Temporal Transcription Profiling of Sweet Orange in Response to PthA4-Mediated Xanthomonas citri subsp. citri Infection.

Citrus canker, caused by Xanthomonas citri subsp. citri, is a devastating disease of most commercial citrus varieties. In our previous study, we analyzed the transcriptional response of 'Valencia' sweet orange to X. citri subsp. citri wild-type and pthA4 mutant infection at 48 h postinoculation (hpi). Using microarray analysis, two PthA4 targets, CsLOB1 and CsSWEET1, were identified. We have shown that PthA4 binds to the effector binding element (EBE) of CsLOB1 and activates gene expression of this susceptibility gene. However, how PthA4 modulates host genes at different stages of infection remains to be determined. In this study, we compared the transcriptional profiles between citrus leaf tissue inoculated with Xcc306 and those inoculated with a pthA4-deletion mutant strain (Xcc306∆pthA4) at 6, 48, and 120 hpi. At both 48 and 120 hpi, the PthA4-mediated infection significantly upregulated expression of a variety of genes involved in cell-wall degradation and modification, DNA packaging, G-protein, protein synthesis, sucrose metabolism, and cell division functions, while the downregulated genes were mainly enriched in photosynthesis, transport, secondary metabolism, cytochrome P450, and various plant defense-associated mechanisms. To validate microarray results, gene expression of 26 genes representing genes associated with cell-wall-associated, immunity system, and carbohydrate metabolism was confirmed using quantitative reverse-transcription polymerase chain reaction.

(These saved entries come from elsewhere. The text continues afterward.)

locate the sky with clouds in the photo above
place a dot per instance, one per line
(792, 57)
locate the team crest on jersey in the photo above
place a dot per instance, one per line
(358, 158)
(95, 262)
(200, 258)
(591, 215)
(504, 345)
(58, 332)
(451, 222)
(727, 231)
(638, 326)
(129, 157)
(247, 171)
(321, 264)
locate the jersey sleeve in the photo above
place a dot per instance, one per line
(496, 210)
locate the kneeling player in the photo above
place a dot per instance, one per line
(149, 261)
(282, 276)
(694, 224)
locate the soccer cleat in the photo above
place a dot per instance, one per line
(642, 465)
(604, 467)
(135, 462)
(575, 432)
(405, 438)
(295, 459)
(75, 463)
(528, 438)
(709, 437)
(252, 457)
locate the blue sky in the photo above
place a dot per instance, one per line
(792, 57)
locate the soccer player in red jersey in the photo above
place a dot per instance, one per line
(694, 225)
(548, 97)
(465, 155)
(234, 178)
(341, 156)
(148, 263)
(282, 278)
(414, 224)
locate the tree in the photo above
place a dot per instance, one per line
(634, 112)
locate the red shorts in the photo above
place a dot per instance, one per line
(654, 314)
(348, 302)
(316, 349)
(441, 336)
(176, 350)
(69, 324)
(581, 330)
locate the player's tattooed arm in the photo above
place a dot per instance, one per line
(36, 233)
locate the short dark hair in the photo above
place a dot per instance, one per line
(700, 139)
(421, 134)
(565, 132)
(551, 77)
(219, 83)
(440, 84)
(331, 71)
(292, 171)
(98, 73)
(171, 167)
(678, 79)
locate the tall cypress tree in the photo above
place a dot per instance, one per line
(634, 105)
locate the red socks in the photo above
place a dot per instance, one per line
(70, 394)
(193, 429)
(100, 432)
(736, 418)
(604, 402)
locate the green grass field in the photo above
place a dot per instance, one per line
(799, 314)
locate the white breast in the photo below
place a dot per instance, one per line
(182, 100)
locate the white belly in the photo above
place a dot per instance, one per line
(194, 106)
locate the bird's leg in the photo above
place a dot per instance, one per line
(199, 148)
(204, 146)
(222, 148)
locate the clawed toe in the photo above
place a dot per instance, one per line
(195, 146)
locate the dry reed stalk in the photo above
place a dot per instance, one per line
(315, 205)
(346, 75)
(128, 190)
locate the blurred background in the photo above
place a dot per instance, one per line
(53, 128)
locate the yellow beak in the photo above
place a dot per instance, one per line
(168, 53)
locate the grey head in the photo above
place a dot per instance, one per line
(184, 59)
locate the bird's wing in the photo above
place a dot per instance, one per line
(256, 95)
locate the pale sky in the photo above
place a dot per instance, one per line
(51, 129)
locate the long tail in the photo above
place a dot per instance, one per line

Expression patterns of these genes at 48 and 120 hpi were consistent with the microarray results. We also identified putative EBE for PthA4 (EBEPthA4) in the promoter regions of multiple genes upregulated by PthA4, to which PthA4 might bind directly to control their gene expression. Our study provided a dynamic picture of citrus genes regulated by PthA4 during the X. citri subsp. citri infection of citrus leaves at different stages. This study will be useful in further understanding the virulence mechanism of X. citri subsp. citri and identifying potential targets of PthA4.